Battery health evaluation using a short random segment of constant current charging

Zhongwei Deng; Xiaosong Hu; Yi Xie; Le Xu; Penghua Li; Xianke Lin; Xiaolei Bian

doi:10.1016/j.isci.2022.104260

Battery health evaluation using a short random segment of constant current charging

iScience. 2022 Apr 12;25(5):104260. doi: 10.1016/j.isci.2022.104260. eCollection 2022 May 20.

Authors

Zhongwei Deng¹, Xiaosong Hu¹, Yi Xie¹, Le Xu¹, Penghua Li², Xianke Lin³, Xiaolei Bian⁴

Affiliations

¹ College of Mechanical and Vehicle Engineering, Chongqing University, Chongqing 400044, China.
² College of Automation, Chongqing University of Posts and Telecommunications, Chongqing 400065, China.
³ Department of Mechanical Engineering, Ontario Tech University, ON L1G 0C5, Canada.
⁴ Department of Chemical Engineering, KTH Royal Institute of Technology, 114 28 Stockholm, Sweden.

Abstract

Accurately evaluating the health status of lithium-ion batteries (LIBs) is significant to enhance the safety, efficiency, and economy of LIBs deployment. However, the complex degradation processes inside the battery make it a thorny challenge. Data-driven methods are widely used to resolve the problem without exploring the complex aging mechanisms; however, random and incomplete charging-discharging processes in actual applications make the existing methods fail to work.
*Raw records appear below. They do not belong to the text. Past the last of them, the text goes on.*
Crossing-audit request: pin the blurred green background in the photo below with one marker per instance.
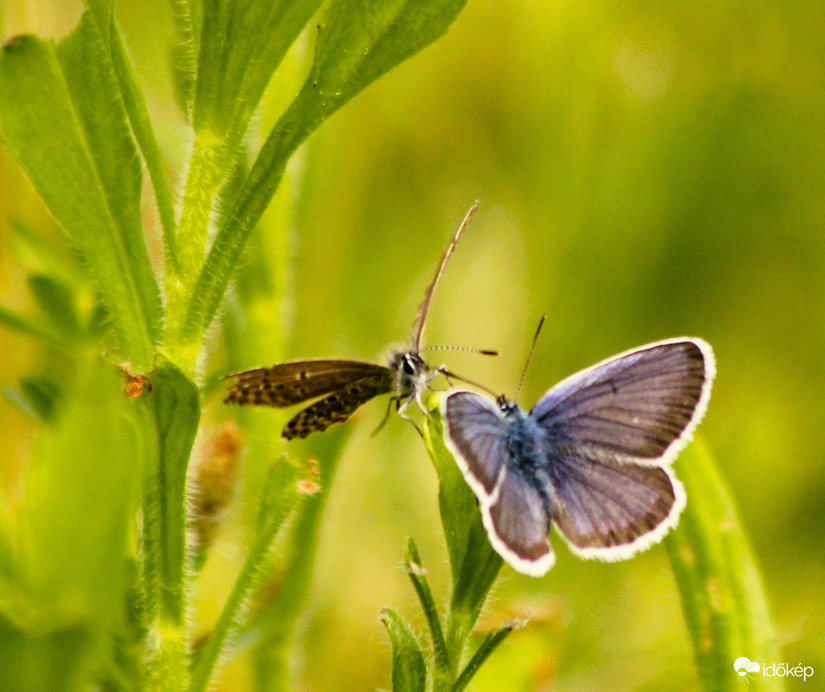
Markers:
(645, 170)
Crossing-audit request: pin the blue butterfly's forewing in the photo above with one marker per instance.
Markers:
(477, 435)
(513, 509)
(639, 406)
(591, 457)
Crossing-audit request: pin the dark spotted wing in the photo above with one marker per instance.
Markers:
(287, 384)
(339, 406)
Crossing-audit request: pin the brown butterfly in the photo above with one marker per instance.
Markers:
(345, 384)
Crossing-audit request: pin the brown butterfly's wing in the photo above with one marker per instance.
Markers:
(294, 382)
(339, 406)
Here, we develop three data-driven methods to estimate battery state of health (SOH) using a short random charging segment (RCS). Four types of commercial LIBs (75 cells), cycled under different temperatures and discharging rates, are employed to validate the methods. Trained on a nominal cycling condition, our models can achieve high-precision SOH estimation under other different conditions. We prove that an RCS with a 10mV voltage window can obtain an average error of less than 5%, and the error plunges as the voltage window increases.

Keywords: Electrochemical energy storage; Electrochemistry; Engineering.